The game feels tight, this is due to the choice of Flash framework to build off. It looks tight enough, the aesthetic of silhouttes and falling snow in a side-scrolling frame puts you somewhere between Castlevania and the Scandavian isolation of Clock Tower Mysteries. The cognitive dissonance derives from this aesthetic being delivered to you after first reading an academically cited quote about 20% of teen girls experiencing abuse in a relationship. We're immediately cast into suspense, yet pre-eminently aware that this relationship is evil, EEEVIILLLLL, and the only thing to do is gather information and make an eponymous decision whose importance, in this context, is perhaps overstated.
You click around to move the girl - who runs, not walks, to the nearest click, and you can click on objects to read text. Unlike the usual hypertext brochure that these kind of games, regardless of subject matter, tend to pitch, this game gives you clues to figure out if the girl is in a relationship with a good guy or a eeeeeeeeeeevil guy. The clues are kind of obvious, but the Adventure-like sleuthing feels interesting for a bit. The author claims that the game randomizes whether or not the guy is good or bad, in my experience refreshing numerous times, I've only gotten the bad guy, and man, that walking animation along with the music sure gives me a vibe like this girl is about to get murdered.

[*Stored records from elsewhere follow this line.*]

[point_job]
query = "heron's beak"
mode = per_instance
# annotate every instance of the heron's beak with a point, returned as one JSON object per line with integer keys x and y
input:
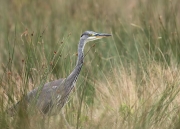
{"x": 101, "y": 35}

Full disclosure: I made a game called Jackie for this contest back in 2008, its inaugural year, but wasn't able to finish it in time for the deadline. It was based on a real friend of mine and she didn't talk to me for a year and a half forthwith. I'll have to get that reviewed here sometime, I have no hard feelings about my involvement with the contest, I'm glad it inspired me to make that game. That said, when you offer a cash prize and then list very specific, textbook proscriptions about dating violence, like a checklist, you're going to incentivize people to come up with clever ways of doing nothing more than offering a hypertext brochure. I wish Mr. Crecente would consider taking a broader approach next year so might see stuff with more systemic nuance, not to mention aesthetic.
So ladies, if your man has assault charges against him, uses lots of drugs and alcohol, wants to control you, or blames you for stuff, he's probably bad. Got it?